I know this is an old thread, but I have a good suggestion that helps me resolve these types of issues. It's not a specific fix for this issue, but a general "fix" I use to freshen my system every year or two. Hybrid SSD drives are cheap enough now that I will buy a new hybrid SSD every year or two and install a fresh copy of OS X onto it mounted into an external enclosure. Then, I swap this new drive with the old internal drive, and I have a fresh system that runs well. Sometimes I just boot from the external and leave it there as my system drive. I do this with my 2013 "trash can" Mac Pro where the 512 GB internal M.2 SSD became too small for my needs. I run off a 2TB external hybrid SSD as my system drive.
 
I know this is an old thread, but I have a good suggestion that helps me resolve these types of issues. It's not a specific fix for this issue, but a general "fix" I use to freshen my system every year or two. Hybrid SSD drives are cheap enough now that I will buy a new hybrid SSD every year or two and install a fresh copy of OS X onto it mounted into an external enclosure.
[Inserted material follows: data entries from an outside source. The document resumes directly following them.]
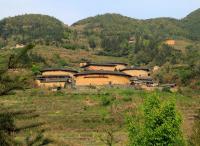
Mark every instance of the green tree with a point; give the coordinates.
(159, 124)
(195, 137)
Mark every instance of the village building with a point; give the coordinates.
(139, 81)
(137, 71)
(58, 72)
(53, 81)
(55, 78)
(170, 42)
(19, 46)
(105, 66)
(99, 78)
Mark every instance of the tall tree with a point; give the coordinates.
(159, 125)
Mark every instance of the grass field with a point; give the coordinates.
(81, 117)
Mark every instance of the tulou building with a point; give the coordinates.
(105, 66)
(55, 78)
(136, 71)
(95, 74)
(101, 77)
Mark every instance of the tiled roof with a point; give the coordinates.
(102, 72)
(59, 69)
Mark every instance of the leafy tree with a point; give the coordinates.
(92, 42)
(9, 129)
(195, 137)
(159, 124)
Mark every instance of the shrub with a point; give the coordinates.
(127, 99)
(159, 124)
(105, 101)
(166, 89)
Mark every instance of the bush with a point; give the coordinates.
(106, 100)
(166, 89)
(159, 124)
(127, 99)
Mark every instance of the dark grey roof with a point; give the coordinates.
(116, 63)
(59, 69)
(51, 76)
(102, 72)
(136, 68)
(141, 78)
(99, 64)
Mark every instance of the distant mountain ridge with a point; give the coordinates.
(25, 28)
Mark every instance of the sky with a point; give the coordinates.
(70, 11)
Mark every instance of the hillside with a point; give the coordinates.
(113, 24)
(192, 24)
(32, 27)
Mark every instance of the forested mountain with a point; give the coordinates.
(192, 24)
(32, 27)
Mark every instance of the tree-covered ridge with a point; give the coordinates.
(29, 27)
(113, 24)
(192, 24)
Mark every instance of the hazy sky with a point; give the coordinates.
(70, 11)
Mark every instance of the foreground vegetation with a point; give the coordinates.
(86, 116)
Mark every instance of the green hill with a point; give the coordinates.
(114, 24)
(192, 24)
(32, 27)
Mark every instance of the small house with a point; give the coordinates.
(139, 81)
(99, 78)
(55, 77)
(53, 81)
(104, 66)
(170, 42)
(136, 71)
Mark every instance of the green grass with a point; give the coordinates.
(78, 117)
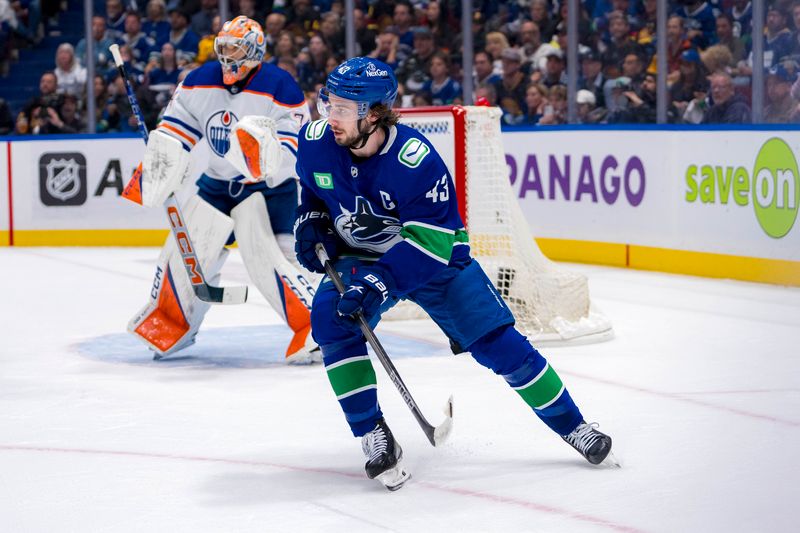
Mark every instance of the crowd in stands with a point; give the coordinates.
(519, 57)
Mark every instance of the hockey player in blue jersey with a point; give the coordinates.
(380, 199)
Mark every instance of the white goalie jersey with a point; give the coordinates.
(205, 108)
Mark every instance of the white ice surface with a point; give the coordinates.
(700, 390)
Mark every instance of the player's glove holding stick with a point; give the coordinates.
(369, 289)
(312, 227)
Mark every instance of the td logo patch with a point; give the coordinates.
(62, 179)
(413, 152)
(324, 180)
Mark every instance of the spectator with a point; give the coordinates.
(115, 20)
(36, 113)
(182, 38)
(387, 48)
(717, 58)
(554, 73)
(248, 8)
(365, 36)
(592, 78)
(726, 38)
(729, 107)
(435, 18)
(102, 56)
(205, 48)
(701, 22)
(67, 119)
(486, 95)
(483, 70)
(202, 20)
(777, 42)
(540, 14)
(115, 114)
(273, 26)
(70, 75)
(330, 29)
(677, 44)
(415, 70)
(535, 103)
(162, 74)
(156, 26)
(139, 43)
(529, 42)
(313, 71)
(302, 18)
(402, 20)
(588, 112)
(742, 15)
(441, 87)
(640, 107)
(781, 107)
(496, 42)
(511, 88)
(556, 112)
(620, 44)
(692, 84)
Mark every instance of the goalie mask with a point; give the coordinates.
(240, 47)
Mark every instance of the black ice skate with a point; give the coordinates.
(383, 457)
(592, 444)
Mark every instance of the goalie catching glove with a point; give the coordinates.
(255, 150)
(164, 167)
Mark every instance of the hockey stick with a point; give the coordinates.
(436, 435)
(204, 291)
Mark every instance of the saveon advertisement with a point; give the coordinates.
(722, 192)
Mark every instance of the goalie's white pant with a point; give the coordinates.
(173, 314)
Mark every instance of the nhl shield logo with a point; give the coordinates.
(62, 179)
(218, 130)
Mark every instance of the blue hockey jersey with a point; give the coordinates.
(399, 204)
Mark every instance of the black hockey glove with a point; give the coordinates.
(369, 289)
(310, 228)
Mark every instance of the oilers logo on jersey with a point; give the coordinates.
(363, 228)
(218, 129)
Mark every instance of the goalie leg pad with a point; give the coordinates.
(170, 319)
(255, 150)
(164, 166)
(288, 289)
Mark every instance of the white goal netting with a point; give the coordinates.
(550, 302)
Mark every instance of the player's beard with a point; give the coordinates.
(349, 138)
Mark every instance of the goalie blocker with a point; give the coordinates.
(172, 316)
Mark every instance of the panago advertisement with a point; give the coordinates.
(727, 198)
(710, 202)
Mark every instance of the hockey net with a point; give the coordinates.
(551, 303)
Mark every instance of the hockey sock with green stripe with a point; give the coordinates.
(355, 386)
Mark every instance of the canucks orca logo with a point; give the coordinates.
(363, 228)
(218, 129)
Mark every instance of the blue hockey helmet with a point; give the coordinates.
(364, 80)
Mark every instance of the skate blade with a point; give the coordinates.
(610, 461)
(394, 478)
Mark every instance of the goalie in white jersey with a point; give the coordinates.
(249, 113)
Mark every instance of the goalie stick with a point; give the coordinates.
(204, 291)
(436, 435)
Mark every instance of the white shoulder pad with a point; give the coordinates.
(164, 166)
(255, 150)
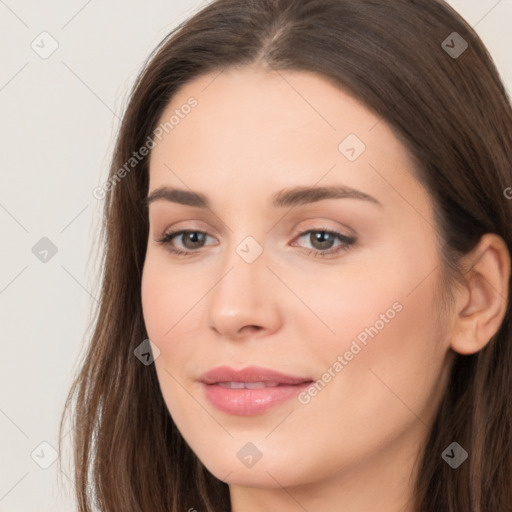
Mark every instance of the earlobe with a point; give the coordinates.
(481, 314)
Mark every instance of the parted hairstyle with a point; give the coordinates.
(454, 117)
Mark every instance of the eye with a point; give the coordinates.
(192, 240)
(323, 241)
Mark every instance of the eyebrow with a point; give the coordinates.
(287, 197)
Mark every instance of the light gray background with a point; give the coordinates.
(58, 121)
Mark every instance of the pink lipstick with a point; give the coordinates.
(249, 391)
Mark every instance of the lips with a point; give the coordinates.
(251, 390)
(251, 374)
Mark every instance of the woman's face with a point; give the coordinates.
(337, 290)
Then, I swap this new drive with the old internal drive, and I have a fresh system that runs well. Sometimes I just boot from the external and leave it there as my system drive. I do this with my 2013 "trash can" Mac Pro where the 512 GB internal M.2 SSD became too small for my needs. I run off a 2TB external hybrid SSD as my system drive.
Just found this while fighting a late 2009 white unibody MacBook trying to pull photos off at a snails pace and found this discussion. Something I’ve encountered twice now in re: to slow copying and the like was the SATA cables. Extended the life of two 2012 Mac Minis via an off the shelf SSD and cable/toolkit from Amazon/iFixit, or other favorite Mac parts shops. Really did the job on those systems.

Good luck on tracking down the problems!